Conversely, Wallis, who visits about four schools a week, estimates that up to 40 per cent of primary schools have adopted play-based learning for new entrants, especially since national standards were abolished from 2018.
"If you go back five years ago it would have been 5 per cent of schools," he says.
ChildForum director Dr Sarah Alexander says we have seen a "blurring" between ECE and schools, so parents need to choose carefully to suit the temperament of each child.
Dr John Boereboom, a former Canterbury University educationalist who has written about the issue for the ChildForum journal, says he would make different choices for each of his own grandchildren.
"One can't wait to start school and she's only 4," he says.
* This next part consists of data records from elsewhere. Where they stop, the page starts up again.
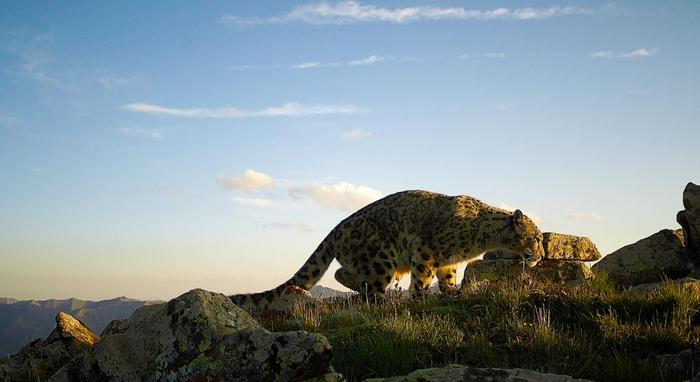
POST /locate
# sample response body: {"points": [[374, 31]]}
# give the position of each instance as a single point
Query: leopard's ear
{"points": [[518, 216]]}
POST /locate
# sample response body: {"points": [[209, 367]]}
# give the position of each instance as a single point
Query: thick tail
{"points": [[306, 278]]}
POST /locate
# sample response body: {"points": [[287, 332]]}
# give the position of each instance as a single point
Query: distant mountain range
{"points": [[21, 322], [24, 321]]}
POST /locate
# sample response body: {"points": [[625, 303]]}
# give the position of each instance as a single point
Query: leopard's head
{"points": [[525, 238]]}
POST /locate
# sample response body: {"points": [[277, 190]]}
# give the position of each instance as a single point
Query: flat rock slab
{"points": [[199, 336], [557, 246], [40, 359], [467, 373], [652, 259]]}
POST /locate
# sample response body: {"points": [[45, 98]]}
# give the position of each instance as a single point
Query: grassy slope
{"points": [[592, 331]]}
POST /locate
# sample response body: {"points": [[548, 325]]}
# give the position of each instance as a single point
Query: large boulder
{"points": [[571, 272], [689, 219], [655, 258], [199, 336], [41, 358], [468, 373], [557, 246]]}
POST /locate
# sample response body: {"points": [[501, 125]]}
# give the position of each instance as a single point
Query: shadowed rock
{"points": [[40, 359], [199, 336], [467, 373], [689, 219], [661, 255]]}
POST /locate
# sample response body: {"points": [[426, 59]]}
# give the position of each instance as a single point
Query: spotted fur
{"points": [[418, 232]]}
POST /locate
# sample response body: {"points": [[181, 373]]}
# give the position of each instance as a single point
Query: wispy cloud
{"points": [[307, 65], [355, 134], [299, 226], [371, 60], [510, 208], [577, 215], [253, 202], [342, 195], [251, 180], [637, 53], [112, 82], [7, 121], [142, 133], [483, 55], [289, 109], [348, 12]]}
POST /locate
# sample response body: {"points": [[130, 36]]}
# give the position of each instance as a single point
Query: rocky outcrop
{"points": [[290, 298], [659, 256], [570, 272], [689, 219], [467, 373], [199, 336], [558, 246], [41, 358]]}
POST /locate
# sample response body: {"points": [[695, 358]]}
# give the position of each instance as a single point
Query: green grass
{"points": [[591, 331]]}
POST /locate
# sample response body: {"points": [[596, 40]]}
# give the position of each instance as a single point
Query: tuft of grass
{"points": [[592, 331]]}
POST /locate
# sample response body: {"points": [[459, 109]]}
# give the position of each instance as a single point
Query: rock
{"points": [[292, 297], [502, 254], [199, 336], [690, 219], [41, 358], [558, 246], [685, 283], [572, 272], [649, 260], [493, 270], [115, 327], [468, 373]]}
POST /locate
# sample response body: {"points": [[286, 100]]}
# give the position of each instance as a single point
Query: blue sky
{"points": [[150, 148]]}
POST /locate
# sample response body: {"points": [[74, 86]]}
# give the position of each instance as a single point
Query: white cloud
{"points": [[508, 207], [577, 215], [483, 55], [307, 65], [251, 180], [299, 226], [253, 202], [365, 61], [371, 60], [348, 12], [110, 83], [342, 196], [637, 53], [143, 133], [356, 134], [289, 109]]}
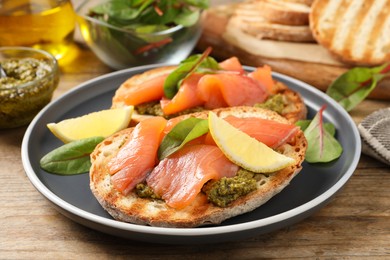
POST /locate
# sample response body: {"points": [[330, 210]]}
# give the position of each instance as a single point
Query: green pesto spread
{"points": [[221, 193], [226, 190], [25, 90], [274, 103], [144, 191]]}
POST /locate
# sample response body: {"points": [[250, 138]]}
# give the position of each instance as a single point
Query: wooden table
{"points": [[356, 224]]}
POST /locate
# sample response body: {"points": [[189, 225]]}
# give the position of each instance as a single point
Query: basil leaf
{"points": [[322, 146], [185, 131], [71, 158], [329, 127], [356, 84], [185, 69]]}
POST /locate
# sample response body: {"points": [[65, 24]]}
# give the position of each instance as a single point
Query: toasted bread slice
{"points": [[283, 12], [294, 108], [268, 20], [134, 209], [356, 32]]}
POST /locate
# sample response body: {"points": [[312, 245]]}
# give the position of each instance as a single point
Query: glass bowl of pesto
{"points": [[27, 82], [125, 34]]}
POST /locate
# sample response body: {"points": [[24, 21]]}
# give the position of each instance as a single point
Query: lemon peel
{"points": [[101, 123], [244, 150]]}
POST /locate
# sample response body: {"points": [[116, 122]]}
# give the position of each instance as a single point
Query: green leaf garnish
{"points": [[152, 12], [185, 69], [356, 84], [71, 158], [185, 131], [322, 146], [329, 127]]}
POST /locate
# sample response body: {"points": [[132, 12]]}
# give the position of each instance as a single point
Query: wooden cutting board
{"points": [[317, 71]]}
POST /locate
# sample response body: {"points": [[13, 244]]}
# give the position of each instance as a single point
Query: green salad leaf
{"points": [[356, 84], [137, 13], [329, 127], [185, 131], [186, 68], [322, 145], [71, 158]]}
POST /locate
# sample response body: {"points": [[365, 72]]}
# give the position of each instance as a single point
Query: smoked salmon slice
{"points": [[150, 90], [137, 157], [232, 64], [263, 75], [269, 132], [235, 90], [180, 177], [186, 97]]}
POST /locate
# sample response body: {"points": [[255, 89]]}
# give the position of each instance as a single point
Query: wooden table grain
{"points": [[355, 224]]}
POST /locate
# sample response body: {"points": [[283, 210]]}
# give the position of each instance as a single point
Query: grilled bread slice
{"points": [[153, 212], [294, 107], [356, 32], [274, 20]]}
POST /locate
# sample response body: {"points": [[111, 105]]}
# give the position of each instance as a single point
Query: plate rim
{"points": [[186, 232]]}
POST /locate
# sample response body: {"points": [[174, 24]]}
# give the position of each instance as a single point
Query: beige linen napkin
{"points": [[375, 133]]}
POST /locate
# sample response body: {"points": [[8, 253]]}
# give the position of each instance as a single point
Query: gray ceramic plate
{"points": [[308, 192]]}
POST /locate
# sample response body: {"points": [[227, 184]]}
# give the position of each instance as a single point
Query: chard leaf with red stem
{"points": [[322, 146], [356, 84]]}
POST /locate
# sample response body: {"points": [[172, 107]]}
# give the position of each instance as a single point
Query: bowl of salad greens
{"points": [[128, 33]]}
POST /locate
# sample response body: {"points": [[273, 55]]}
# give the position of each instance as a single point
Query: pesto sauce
{"points": [[226, 190], [20, 101], [144, 191], [274, 103]]}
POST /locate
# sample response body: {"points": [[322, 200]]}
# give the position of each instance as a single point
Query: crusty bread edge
{"points": [[156, 213]]}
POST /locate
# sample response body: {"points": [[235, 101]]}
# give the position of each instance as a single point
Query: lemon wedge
{"points": [[244, 150], [101, 123]]}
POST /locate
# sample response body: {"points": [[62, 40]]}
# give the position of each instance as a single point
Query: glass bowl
{"points": [[120, 48], [31, 76]]}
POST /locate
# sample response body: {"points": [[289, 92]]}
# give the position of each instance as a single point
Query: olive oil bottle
{"points": [[42, 24]]}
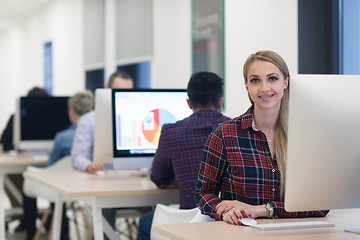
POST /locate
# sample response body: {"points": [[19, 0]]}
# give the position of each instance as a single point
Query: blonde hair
{"points": [[280, 138], [82, 102]]}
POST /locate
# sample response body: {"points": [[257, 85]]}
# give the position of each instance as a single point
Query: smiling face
{"points": [[265, 84]]}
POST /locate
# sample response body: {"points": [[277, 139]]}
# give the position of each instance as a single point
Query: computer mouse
{"points": [[248, 221], [100, 173]]}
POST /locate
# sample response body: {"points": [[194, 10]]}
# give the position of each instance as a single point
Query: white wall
{"points": [[171, 65], [251, 25], [21, 58]]}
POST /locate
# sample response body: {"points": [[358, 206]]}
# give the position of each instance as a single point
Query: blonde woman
{"points": [[244, 158]]}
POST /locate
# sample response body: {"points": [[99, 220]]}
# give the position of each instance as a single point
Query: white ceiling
{"points": [[13, 10]]}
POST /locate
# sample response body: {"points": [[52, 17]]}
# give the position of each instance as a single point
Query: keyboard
{"points": [[292, 225]]}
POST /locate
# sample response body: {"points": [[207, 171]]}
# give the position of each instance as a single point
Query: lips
{"points": [[266, 97]]}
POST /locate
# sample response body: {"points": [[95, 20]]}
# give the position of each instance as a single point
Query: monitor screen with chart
{"points": [[138, 116]]}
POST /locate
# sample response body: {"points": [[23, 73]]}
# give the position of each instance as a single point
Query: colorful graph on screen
{"points": [[153, 122]]}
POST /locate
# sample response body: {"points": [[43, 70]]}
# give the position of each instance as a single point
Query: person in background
{"points": [[8, 145], [78, 104], [180, 146], [83, 144], [241, 173]]}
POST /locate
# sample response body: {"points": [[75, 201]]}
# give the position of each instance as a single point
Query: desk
{"points": [[346, 218], [13, 164], [112, 190]]}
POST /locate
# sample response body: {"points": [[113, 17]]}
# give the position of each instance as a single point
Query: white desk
{"points": [[347, 218], [113, 190], [13, 164]]}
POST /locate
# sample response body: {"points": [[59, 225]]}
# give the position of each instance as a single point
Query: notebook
{"points": [[292, 225]]}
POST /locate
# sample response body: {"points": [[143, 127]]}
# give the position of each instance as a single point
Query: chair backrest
{"points": [[169, 215], [34, 189]]}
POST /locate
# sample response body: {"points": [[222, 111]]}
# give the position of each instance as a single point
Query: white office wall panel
{"points": [[133, 31], [171, 63], [93, 34]]}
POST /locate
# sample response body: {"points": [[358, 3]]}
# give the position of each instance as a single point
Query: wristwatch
{"points": [[270, 207]]}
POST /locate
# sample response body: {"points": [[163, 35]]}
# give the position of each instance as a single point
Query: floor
{"points": [[82, 233]]}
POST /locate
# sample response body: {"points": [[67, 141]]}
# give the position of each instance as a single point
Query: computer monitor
{"points": [[323, 153], [138, 116], [37, 120], [103, 145]]}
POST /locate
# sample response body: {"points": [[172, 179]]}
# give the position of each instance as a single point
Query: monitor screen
{"points": [[38, 119], [138, 116], [323, 153]]}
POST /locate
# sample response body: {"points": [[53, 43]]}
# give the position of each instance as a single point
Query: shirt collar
{"points": [[247, 119]]}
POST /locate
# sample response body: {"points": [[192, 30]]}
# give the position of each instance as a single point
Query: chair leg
{"points": [[74, 209], [87, 223], [42, 224]]}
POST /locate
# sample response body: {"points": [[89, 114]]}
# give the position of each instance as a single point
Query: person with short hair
{"points": [[178, 155], [79, 104]]}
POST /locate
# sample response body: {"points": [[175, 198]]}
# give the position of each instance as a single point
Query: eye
{"points": [[254, 80], [273, 78]]}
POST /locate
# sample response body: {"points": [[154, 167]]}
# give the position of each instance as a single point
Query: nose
{"points": [[264, 86]]}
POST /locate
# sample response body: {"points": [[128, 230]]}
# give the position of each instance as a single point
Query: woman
{"points": [[244, 158]]}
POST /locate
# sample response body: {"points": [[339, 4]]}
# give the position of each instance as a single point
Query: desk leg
{"points": [[97, 223], [56, 224], [2, 208]]}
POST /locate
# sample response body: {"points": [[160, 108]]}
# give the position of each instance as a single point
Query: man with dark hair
{"points": [[180, 147]]}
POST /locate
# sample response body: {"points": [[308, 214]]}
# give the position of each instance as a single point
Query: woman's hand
{"points": [[233, 210], [94, 167]]}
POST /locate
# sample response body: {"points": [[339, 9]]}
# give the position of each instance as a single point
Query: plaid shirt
{"points": [[237, 163], [179, 153]]}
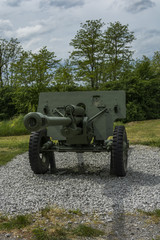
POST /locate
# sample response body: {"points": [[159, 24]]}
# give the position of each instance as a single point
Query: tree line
{"points": [[101, 59]]}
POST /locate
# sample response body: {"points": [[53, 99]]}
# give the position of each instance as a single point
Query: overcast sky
{"points": [[53, 23]]}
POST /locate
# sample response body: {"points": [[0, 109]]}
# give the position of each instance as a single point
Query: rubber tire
{"points": [[39, 162], [119, 153]]}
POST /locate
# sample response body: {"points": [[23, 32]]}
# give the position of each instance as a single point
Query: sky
{"points": [[53, 23]]}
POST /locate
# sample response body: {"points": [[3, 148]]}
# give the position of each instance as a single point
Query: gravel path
{"points": [[89, 188]]}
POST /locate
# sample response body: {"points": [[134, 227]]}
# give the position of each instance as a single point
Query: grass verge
{"points": [[17, 222], [52, 224], [144, 132], [13, 127], [12, 146]]}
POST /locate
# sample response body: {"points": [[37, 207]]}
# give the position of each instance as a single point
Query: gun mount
{"points": [[79, 122]]}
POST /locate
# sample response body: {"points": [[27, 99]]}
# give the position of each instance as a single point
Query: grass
{"points": [[144, 132], [13, 127], [51, 224], [17, 222], [12, 146], [155, 213], [87, 231]]}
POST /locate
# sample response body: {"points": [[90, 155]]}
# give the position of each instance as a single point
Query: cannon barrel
{"points": [[35, 121]]}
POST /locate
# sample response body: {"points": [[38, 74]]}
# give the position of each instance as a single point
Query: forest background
{"points": [[101, 59]]}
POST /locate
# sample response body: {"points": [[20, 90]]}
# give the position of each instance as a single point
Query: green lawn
{"points": [[143, 132], [12, 146]]}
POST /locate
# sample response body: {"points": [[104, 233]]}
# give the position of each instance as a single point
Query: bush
{"points": [[13, 127]]}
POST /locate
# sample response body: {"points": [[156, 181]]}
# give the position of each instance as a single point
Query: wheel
{"points": [[119, 153], [39, 161]]}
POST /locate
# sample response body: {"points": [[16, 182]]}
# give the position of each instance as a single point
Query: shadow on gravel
{"points": [[120, 188], [117, 189]]}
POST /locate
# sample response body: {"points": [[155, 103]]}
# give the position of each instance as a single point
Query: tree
{"points": [[143, 69], [9, 51], [87, 55], [155, 63], [117, 48], [64, 77], [32, 73]]}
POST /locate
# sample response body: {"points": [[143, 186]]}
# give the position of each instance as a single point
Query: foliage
{"points": [[11, 147], [13, 127], [101, 60], [9, 52], [7, 107], [87, 231], [87, 55], [20, 221], [117, 48], [31, 74], [63, 79]]}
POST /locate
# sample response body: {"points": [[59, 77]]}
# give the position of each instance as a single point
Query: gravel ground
{"points": [[89, 188]]}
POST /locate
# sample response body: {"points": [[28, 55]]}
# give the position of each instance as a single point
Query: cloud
{"points": [[139, 5], [26, 32], [14, 3], [62, 3], [6, 27]]}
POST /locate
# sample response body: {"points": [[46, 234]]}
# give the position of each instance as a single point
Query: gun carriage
{"points": [[77, 122]]}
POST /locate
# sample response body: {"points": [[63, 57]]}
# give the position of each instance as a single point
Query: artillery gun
{"points": [[77, 122]]}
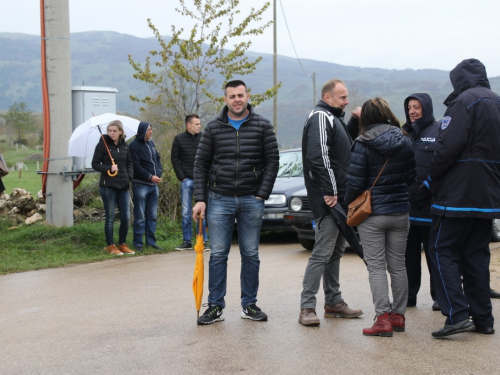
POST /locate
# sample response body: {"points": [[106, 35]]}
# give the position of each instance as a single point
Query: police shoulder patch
{"points": [[445, 122]]}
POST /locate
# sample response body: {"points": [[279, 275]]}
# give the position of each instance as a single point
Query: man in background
{"points": [[463, 181], [236, 165], [183, 153], [147, 175], [326, 153]]}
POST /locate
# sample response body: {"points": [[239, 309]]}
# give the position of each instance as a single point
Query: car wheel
{"points": [[307, 244], [495, 231]]}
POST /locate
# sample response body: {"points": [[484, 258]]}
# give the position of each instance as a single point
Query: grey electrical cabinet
{"points": [[88, 101]]}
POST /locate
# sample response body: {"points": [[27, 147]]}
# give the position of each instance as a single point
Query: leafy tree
{"points": [[182, 73], [20, 119]]}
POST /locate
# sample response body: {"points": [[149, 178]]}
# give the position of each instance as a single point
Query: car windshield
{"points": [[291, 164]]}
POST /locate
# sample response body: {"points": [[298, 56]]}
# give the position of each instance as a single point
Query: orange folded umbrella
{"points": [[199, 268]]}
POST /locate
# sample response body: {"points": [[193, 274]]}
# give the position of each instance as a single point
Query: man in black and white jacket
{"points": [[326, 155]]}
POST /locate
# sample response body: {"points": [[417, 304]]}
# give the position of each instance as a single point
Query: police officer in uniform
{"points": [[463, 181], [424, 131]]}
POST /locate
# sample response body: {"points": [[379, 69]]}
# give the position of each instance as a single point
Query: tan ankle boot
{"points": [[111, 249]]}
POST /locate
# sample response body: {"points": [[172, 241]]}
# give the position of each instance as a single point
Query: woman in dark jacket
{"points": [[383, 234], [114, 184]]}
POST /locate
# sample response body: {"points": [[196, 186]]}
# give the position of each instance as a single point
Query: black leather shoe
{"points": [[494, 294], [485, 330], [464, 326], [411, 302], [156, 247]]}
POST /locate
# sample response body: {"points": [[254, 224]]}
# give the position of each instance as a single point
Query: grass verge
{"points": [[39, 246]]}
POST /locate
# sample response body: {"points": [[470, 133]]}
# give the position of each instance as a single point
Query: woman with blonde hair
{"points": [[382, 146], [116, 175]]}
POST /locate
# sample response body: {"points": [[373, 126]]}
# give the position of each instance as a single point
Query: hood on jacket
{"points": [[467, 74], [427, 110], [386, 139], [338, 112], [141, 131]]}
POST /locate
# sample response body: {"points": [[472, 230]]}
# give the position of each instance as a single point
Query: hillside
{"points": [[101, 59]]}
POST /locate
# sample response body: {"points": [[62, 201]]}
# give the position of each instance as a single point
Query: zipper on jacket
{"points": [[237, 160]]}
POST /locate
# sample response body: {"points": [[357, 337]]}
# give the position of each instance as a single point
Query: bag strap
{"points": [[379, 173]]}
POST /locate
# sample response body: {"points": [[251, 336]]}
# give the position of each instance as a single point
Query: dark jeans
{"points": [[145, 213], [187, 190], [222, 210], [111, 198], [465, 240], [417, 236]]}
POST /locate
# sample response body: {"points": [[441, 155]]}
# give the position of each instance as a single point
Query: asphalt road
{"points": [[136, 315]]}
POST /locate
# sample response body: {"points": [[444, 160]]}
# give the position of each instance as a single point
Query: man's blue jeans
{"points": [[187, 190], [111, 198], [145, 213], [222, 210]]}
"Whereas I have a grandson who, if we could start him at 7, we would, because he loves to be outside, he loves to be playing. If you force him to sit down in a controlled environment too early, he's just going to end up hating school."
Practical matters
As well as what suits each child, parents need to consider at least four practical matters.
Money
Public schools in New Zealand are free, apart from uniforms and holiday programmes and other generally non-educational costs.
ECE is supposed to be free for 20 hours a week for children aged 3, 4 or 5, but in practice there are usually extra costs.
At Koru Montessori, children are encouraged to stay until they turn 6, but 5-year-olds are required to attend five full days each week, costing $9660 a year.
Work and Income's childcare subsidy ends when a child turns 5, or at their school's next cohort entry date after the child's fifth birthday, unless they have a disability allowance.
Services
In theory, children with extra needs can get Ministry of Education early intervention services such as special teachers and support workers until they start school, even if they wait until 6.
"Early intervention support does not automatically cease when a child turns 5," says ministry deputy secretary Katrina Casey.
"Children will have an individual plan, developed carefully by the team around them. This will include plans for transition to school, and further learning support (e.g. from the Communication Service or Ongoing Resourcing Scheme), if required."
But in practice, former early intervention teacher Anita Nicholls says the early intervention budget in each region is capped, so there is often pressure on families to move to the school-based Ongoing Resourcing Scheme (ORS) when a child turns 5, to free up funding for younger children.
"It's about funding silos. You have one funding silo designed for under-5s and one for over-5s.
"At the moment it's much easier to get funding for under-5s. When you are over 5 there's a million different funds out there, and that's partly because ORS has arguably been restricted, it hasn't met the needs of the kids that it was set up for."
Cohort entry
Since 2017, schools have been allowed to enrol children only in "cohorts" at the start of each term, rather than accepting them whenever they turn 5.
From this year, schools that adopt cohort entry will have to accept children both at the start of each term and on specified dates midway through each term.
The Labour Government has changed the law to stop 4-year-olds enrolling at the start of the term closest to their fifth birthday. But it has kept another part of the 2017 law stating that once a child enrols in school, they must attend regularly or in accordance with their "transition plan" if the school and the ministry have approved a plan.
Peer pressure
Finally, Dr Nina Hood, who runs the Education Hub, which summarises education research, admits it can be hard to make research-based decisions if everyone around you is saying, "When you are 5 you go to school."
"If you are not going off to school, and if it's not managed carefully, that can actually influence the child. It's about having really careful conversations with your child and involving them in the process."